En matière de droit pénal,  lorsqu’une personne détient des informations liées à une affaire, elle peut et se doit de les mettre à la disposition de la justice en tant que témoin en faisant appel au Cerfa N°11527*03, document faisant alors office d’attestation de témoin.


La qualité de témoin

Peuvent avoir la qualité de témoin les tiers qui détiennent des informations se référant à un fait et pouvant s’avérer utiles dans le cadre d’une enquête. Ainsi, il ne peut s’agir de l’une des parties au litige ou à l’affaire en cours. Ni le suspect ni la victime ne peuvent se prévaloir de cette qualité de témoin. Il n’est pas nécessaire que la personne ait directement assisté aux faits : son témoignage est recevable dès lors qu’elle peut fournir des renseignements sur la personnalité du suspect.

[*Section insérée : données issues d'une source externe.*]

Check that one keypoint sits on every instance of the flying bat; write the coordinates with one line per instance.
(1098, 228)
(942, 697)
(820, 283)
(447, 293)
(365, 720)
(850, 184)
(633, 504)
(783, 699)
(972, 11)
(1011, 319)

À noter que la loi ne prévoit pas de condition spécifique quant à l’attribution de la qualité de témoin. Le témoignage d’un mineur est donc valable sous réserve d’une validation de la part de la justice.

Quelle démarche entreprendre ?

Durant l’enquête préliminaire, le témoin peut déposer son témoignage auprès d’un commissariat ou de la gendarmerie via le formulaire Cerfa N°11527*03. Dans ce cas, il pourra recevoir postérieurement une convocation, suivant l’évolution de l’enquête.

Une chose est certaine, les témoignages sont des éléments clés lors de la phase d’instruction. Ils sont entendus soit sur demande du juge d’instruction, soit par une manifestation spontanée de la part du témoin.

En cas d’absence de manifestation spontanée, le témoin sera soit convoqué par courrier, soit par citation à comparaître par un huissier ou par les forces de l’ordre (police ou gendarmerie).

Le témoignage peut être recueilli par le juge d’instruction avec l’assistance de son greffier ou par des agents de la police judiciaire officiant sous la houlette du juge d’instruction. Le témoin restera sur place uniquement pour sa déposition et son audition.

Les obligations du témoin

Le témoin convoqué ou cité sera tenu de comparaître devant le juge d’instruction. À défaut, il s’expose à des mesures de contrainte en tant que témoin défaillant. Il se doit de prêter le fameux serment de ne dire que « la vérité, toute la vérité ». Les mineurs âgés de moins de 16 ans feront toutefois exception à cette règle.

Durant le procès, le témoin se trouve dans l’obligation d’apporter des réponses aux questions qui lui sont soumises. Il ne possède ni le droit de garder le silence ni celui d’être assisté par un avocat.

À souligner qu’il est tout à fait possible que le témoin soit appelé plusieurs fois pour la même affaire.